4. What I expect in a paper: I expect papers and reports to be well-written, well-organized and easy to follow. They should flow easily from one point to the next. Papers should have proper sentence structure, spelling, vocabulary and grammar. Each point should be articulated clearly and completely without being overly verbose. Papers should demonstrate your understanding of the topics you are studying in the course and your confidence in using the terms, techniques and issues you have learned. As always, references must be properly included and cited. In general, you should be creative, critical, bold, provocative, strong and confident in your ability to make your point(s), sufficiently argue your point(s), and generally in your ability to contribute to the learning and engagement of your readers. The best way to gain confidence in your ability to make a point, argue it sufficiently, and make a contribution with your writing is to practise and then practise again. An excellent place to practise is in your professional masters program and courses like this one.

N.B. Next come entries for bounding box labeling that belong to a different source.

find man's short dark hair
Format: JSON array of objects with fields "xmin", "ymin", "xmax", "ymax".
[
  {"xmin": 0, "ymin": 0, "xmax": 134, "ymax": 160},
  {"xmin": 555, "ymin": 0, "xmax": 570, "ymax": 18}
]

5. Late policy: Students are expected to manage their time effectively. If no extension has been granted, the late submission of an assignment carries a penalty of 5% per week to a maximum of three weeks. Assignments will not be accepted after three weeks.
6. Grading Policies: Please consult the iSchool’s Grade Interpretation Guidelines and the University Assessment and Grading Practices Policy. These documents form the basis for grading in the course.
7. Writing Support: Please make use of the writing support provided to graduate students by the SGS Office of English Language and Writing Support http://www.sgs.utoronto.ca/currentstudents/Pages/English-Language-and-Writing-Support.aspx The services are designed to target the needs of both native and non-native speakers and all programs are free. Please consult the current workshop schedule http://www.sgs.utoronto.ca/currentstudents/Pages/Current-Years-Courses.aspx for more information.
8. Academic integrity: Please consult the University’s site on Academic Integrity http://academicintegrity.utoronto.ca/ The iSchool has a zero-tolerance policy on plagiarism as defined in section B.I.1.(d) of the University’s Code of Behaviour on Academic Matters http://www.governingcouncil.utoronto.ca/Assets/Governing+Council+Digital+Assets/Policies/PDF/ppjun011995.pdf You should acquaint yourself with the Code. Please review the material in Cite it Right and if you require further clarification, consult the site How Not to Plagiarize http://www.writing.utoronto.ca/advice/using-sources/how-not-to-plagiarize Cite it Right covers relevant parts of the U of T Code of Behaviour on Academic Matters (1995). It is expected that all iSchool students take the Cite it Right workshop and the online quiz. Completion of the online Cite it Right quiz should be made prior to the second week of classes. To review and complete the workshop, visit the orientation portion of the iSkills site: https://inforum.library.utoronto.ca/workshops/orientation
9. Accommodations: Students with diverse learning styles and needs are welcome in this course. If you have a disability or a health consideration that may require accommodations, please feel free to approach me and/or the Accessibility Services Office http://www.studentlife.utoronto.ca/ as soon as possible. The Accessibility Services staff are available by appointment to assess needs, provide referrals and arrange appropriate accommodations. The sooner you let them and I know your needs, the quicker we can assist you in achieving your learning goals in this course.